I loved the idea of exploring how an individual’s life could vary so much by some seemingly meaningless triggers or events. The book, I am sure will force every reader to ponder over several what-ifs of his/her life during the course of the book. I sure did! As much as we desire to be control of our lives, it is not always so. I realised that there are countless determinants and influences in our lives over which we have no control whatsoever. Blinded by hubris, we don’t often realise that a lot happens in our lives and in the spheres that touch it that happenstance or a result of several things going right/wrong. For example, all the 4 “Archi”s in our stories become writers, but what they write about, how they write and why they write what they write is different. It makes you pause and marvel at the various influences we have around us, of both kinds, the good and the bad. And we don’t even realise that we have been influenced until much later in our lives. This intrigue was the biggest reason I plodded on with this book. And the way historical events such as the Vietnam War, the civil rights movement and the assassination of President Kennedy influence our protagonist’s life is compelling enough to read ahead on several occasions.

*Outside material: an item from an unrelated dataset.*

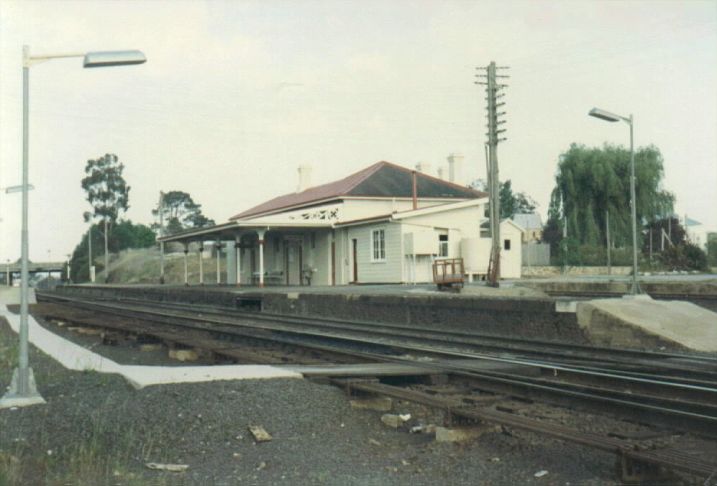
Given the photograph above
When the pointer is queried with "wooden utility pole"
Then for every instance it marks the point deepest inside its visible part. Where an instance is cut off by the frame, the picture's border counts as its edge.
(493, 95)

As interesting as the premise sounds, it also comes with its own set of complications. It is this unpredictable nature that keeps thing interesting for the reader. At 800+ pages it is one the longest books I have read off late, a task made more difficult by the fact that the sentences are long, really long. That and plenty of American pop culture references made it a moderately difficult read for me. It got pretty annoying at a few places I will confess, I had a lot of difficulty in keeping a calm hand and not ditch the book on those instances. The task was made difficult by the fact that every time the story flips to a different Archi, it is completely different from the previous one. The author does leave some breadcrumbs at the beginning of each chapter, but they were not always adequate for me. At some point, the reader is bound to lose track of which Archi is doing what. Each of his 4 lives is divided into episodes, and they are presented to the reader together. For example, the first part of the book takes you through 4 childhoods that Archi grows out of, each varying quite a lot from another.

In a nutshell, it is not an easy book to read. It tested my patience, I read it over 6-7 weeks, taking breaks quite often. Having said that, it is most certainly a wonderfully unorthodox piece of fiction. Difficult but certainly not dull I would say!